For my final project, I proposed an extension for the text analysis tool suite, Voyant. During my first experience with this tool, I came across the need for a mixed text analyzer. Since I couldn’t find one, or at least one that was open source, I decided to contact Voyant and see if they would be interested in improving their already great device.
After speaking with Geoffrey Rockwell, one of the creators, I became intimated by the thought of the amount of work the would go behind making such an extension. I was convinced that it would be a simple tweak to their tokenizer, but the extension would ultimately need an experienced Javascript programmer and possibly a linguistic scholar. Rockwell pointed out that the way around analyzing mixed text is to first separate the corpus into two (or more depending on how many languages present in the corpus) and then import the texts individually to Voyant. I was not too thrilled with that idea. He told me about Voyant‘s Spyral which was design with digital humanist in mind. After receiving various suggestions on different extensions, the team at Voyant decided to construct a tool that would tailor the explorer’s newfound data based on Javascript coding. By importing both text and code, a user can essentially make the different extensions work to accommodate the user’s needs. Therefore, he suggested I could either learn Javascript or ask for help from a programmer to tweak the tokenizer myself and ask it to recognize and categorize the mixed text. I didn’t want to do that either.

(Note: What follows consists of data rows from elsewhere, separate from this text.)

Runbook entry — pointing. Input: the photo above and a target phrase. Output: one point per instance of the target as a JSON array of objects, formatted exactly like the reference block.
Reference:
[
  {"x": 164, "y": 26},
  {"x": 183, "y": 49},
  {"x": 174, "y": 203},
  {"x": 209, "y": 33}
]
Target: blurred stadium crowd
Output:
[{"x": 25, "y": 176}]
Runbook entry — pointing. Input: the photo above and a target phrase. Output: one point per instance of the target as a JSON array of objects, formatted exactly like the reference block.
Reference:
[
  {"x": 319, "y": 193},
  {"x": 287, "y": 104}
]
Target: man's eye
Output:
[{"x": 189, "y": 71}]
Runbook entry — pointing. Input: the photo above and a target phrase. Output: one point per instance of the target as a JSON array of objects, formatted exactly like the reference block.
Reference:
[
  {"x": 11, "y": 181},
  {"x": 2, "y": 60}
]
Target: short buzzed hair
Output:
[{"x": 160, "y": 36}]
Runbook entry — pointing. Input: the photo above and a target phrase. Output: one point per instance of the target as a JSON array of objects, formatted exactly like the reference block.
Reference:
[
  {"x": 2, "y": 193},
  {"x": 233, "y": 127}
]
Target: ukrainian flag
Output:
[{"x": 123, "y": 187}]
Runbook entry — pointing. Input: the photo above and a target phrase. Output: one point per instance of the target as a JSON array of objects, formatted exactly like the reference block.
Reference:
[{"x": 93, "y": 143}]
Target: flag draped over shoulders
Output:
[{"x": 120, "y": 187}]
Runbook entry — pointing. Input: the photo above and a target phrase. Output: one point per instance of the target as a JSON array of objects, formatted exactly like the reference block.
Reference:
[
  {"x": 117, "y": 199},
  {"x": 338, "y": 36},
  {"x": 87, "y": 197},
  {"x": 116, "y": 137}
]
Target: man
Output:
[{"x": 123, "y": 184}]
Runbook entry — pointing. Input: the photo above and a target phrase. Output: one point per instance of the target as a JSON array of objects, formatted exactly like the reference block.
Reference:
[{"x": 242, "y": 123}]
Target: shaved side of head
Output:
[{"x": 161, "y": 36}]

I proposed having an extension that would work alongside the other tools like Mandala, and Termberry to identify and classify the languages, determine the relationships between each other, and to compute how much of each language was used in the entire document. I sent over a sketch as well as a list of a few of the Voyant tools that could be modified to fit this extension.
What I didn’t realize is that even though I write bilingually most of the time (not just informally through mobile text messages and social media posts, but also when writing scripted television and other forms of storytelling), the style of writing is not widely accepted as formal or as style scholars are interested in analyzing. After researching, I found not digital humanists, but prominently analysis in customer service and marketing would be interested in this tool. This is because the writings they investigate are informal, digital consumer reviews, and social posts which tend to be bilingual.
I argued for the benefits in the humanities including literary scholars analyzing bilingual and multilingual poems, to more social linguists that would like to investigate the cultural influence behind these pieces as well the usage of syntax in such texts. However, after finding an experiment on such a tool done back in 2015, I understood that a more practical use for this tool might be in the pedagogical sector. Professor Siu Cheung Kong along with his colleges in Hong Kong, China created a plug-in on Moodle, an e-learning course builder for educators. The plug-in would allow educators to analyze the works of ESL and TSEOL students.
After the research I had a difficult time completing the last two section of this paper: work plan and dissamination. Other than an HTML and C++ lesson in high school, I never had any training in building any digital tool. I knew I needed help but I didn’t know where to start. I was sure of what I wanted the tool to do and how it must work seamlessly with Voyant, but other than needing Javascript, I was lost. I didn’t know the timeframe nor the work behind creating something like this.
Needless to say, I wanted to challenge myself and I did. I could have asked for more guidance in both the construction of this tool and the writing of this final paper. I needlessly struggled alone even after learning how much time and human power it takes to construct any digital humanities project, especially when the “digital” part is not your strong suit!